Some of the original concerns and discussion around the conflict between the proposals included:
- Gavin King: I think it would be a huge mistake to introduce a second set of annotations which are semantically identical to those in 299 and address the exactly the same problem
- Bob Lee: While 299 may be fine for small scale EE applications and cute examples, its global configuration and lack of explicitness makes it unsuitable for the multi-million line applications like we have at Google. We can easily support 299-style configuration on top of Guice, but we can't do everything we do with Guice using 299. We have no reason to switch. Personally, I think you've innovated far too much in 299 and don't fully understand the implications on maintainability of users' code.
- Alex Miller: "this treads perilously close to the territory of JSR 299", "
- Antonio Goncalves: "I hope we are not starting a new battle like the one between Java Module (JSR 277), Modularity Support (JSR 294)"
- Rickard Öberg disagreed with the approach: instead of having something like a generic @Inject annotation, which can mean anything and therefore nothing, we have opted to use annotations which specify the scope of the target object
JSR-330 passed its JSR review ballot, but a number of the voters emphasized the need for harmony between the two specs:
- Sun: In this respect, we request that this JSR and JSR-299 coordinate their efforts so that they can jointly deliver a single, consistent and comprehensive dependency injection standard for the SE and EE platforms. Such coordination must take place before the Public Review of this JSR.
- Red Hat: However, we recognize that there is some community support for this proposal, and we're therefore holding back on forming a final opinion until the Expert Group produces a public draft. If some level of alignment could be reached between this JSR and JSR-299, which does define a truly portable model for dependency injection, we would be more likely to vote to approve the JSR. Red Hat hereby commit to doing our part to help achieve this outcome.
- Ericsson: We support the effort to standardize dependency injection for Java SE but would like to stress the importance of coordination with JSR 299 to get a consistent solution for both Java SE and EE.
- IBM: IBM agrees with the need for a specification describing Dependency Injection for SE applications. However, the proposed injection patterns are divergent from those defined or being defined in the EE platform. The SE/EE injection programming model must be aligned into a single extensible programming model that defines a core set of functionality for SE and extends that with EE functionality. Therefore, IBM will not support either JSR 299 or 330 going to final state without that alignment.

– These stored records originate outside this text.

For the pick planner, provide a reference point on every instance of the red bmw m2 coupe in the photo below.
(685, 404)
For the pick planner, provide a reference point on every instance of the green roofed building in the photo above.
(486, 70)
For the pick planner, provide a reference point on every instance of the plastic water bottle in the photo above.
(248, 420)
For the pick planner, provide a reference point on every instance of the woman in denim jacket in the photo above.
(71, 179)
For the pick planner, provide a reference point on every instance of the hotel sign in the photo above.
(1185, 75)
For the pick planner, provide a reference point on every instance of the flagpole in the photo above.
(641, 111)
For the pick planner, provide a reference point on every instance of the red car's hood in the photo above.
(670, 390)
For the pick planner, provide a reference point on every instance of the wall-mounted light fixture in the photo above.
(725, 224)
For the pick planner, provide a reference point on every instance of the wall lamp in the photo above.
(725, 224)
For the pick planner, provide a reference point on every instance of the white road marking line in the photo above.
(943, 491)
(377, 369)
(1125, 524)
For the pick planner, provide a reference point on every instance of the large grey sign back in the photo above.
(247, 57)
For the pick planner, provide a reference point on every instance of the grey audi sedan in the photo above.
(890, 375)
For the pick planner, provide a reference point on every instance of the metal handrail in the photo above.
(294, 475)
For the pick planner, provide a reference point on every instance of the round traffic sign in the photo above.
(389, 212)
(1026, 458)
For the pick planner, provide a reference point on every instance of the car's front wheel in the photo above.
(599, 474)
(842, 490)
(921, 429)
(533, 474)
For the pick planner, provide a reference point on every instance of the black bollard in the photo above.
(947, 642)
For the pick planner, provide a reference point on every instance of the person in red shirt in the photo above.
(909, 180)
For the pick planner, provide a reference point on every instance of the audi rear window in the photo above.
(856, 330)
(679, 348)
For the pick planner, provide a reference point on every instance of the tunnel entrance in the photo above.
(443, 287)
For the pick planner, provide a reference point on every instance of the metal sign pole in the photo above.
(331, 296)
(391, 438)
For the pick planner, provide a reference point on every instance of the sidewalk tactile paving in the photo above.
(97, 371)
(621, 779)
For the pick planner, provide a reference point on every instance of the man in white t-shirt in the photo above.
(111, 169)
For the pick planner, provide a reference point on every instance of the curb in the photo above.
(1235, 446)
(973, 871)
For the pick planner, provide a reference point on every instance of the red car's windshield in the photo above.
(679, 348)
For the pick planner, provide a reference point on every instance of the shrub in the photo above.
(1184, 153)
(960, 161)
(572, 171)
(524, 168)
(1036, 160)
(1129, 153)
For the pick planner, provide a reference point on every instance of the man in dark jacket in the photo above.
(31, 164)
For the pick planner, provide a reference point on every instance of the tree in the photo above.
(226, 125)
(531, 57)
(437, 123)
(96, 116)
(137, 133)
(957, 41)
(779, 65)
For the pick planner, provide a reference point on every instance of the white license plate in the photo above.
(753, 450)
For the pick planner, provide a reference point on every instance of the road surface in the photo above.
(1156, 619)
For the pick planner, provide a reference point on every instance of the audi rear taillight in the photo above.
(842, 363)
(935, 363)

- Oracle: While being supportive of this JSR, Oracle is seriously concerned about both the completeness of this proposal w.r.t above, as well as the significant opportunity for divergence with JSR 299 that may lead to serious fragmentation of the platforms. Therefore, we would like to see coordination between this JSR and JSR 299 before this JSR goes to Public Review. We also believe that a revision/Maintenance Release of JSR 250 would be a suitable delivery mechanism for DI-related annotations. We hope and expect that such a coordinated effort will result in consistency across the SE and the EE platforms in provide a standard dependency injection mechanism that satisfies all the needs.
The conflict between these specifications has been resolved. JSR-330, "Dependency Injection for Java" and JSR-299 "Contexts and Dependency Injection for the Java EE platform" have been harmonized, JSR-299 will adopt the JSR-330 annotations, and both will be part of Java Enterprise Edition 6. Community reaction seems to be positive thus far (Matt Corey, Jeremy Norris, Alex Miller, Oliver Gierki, Niklas Gustavsson).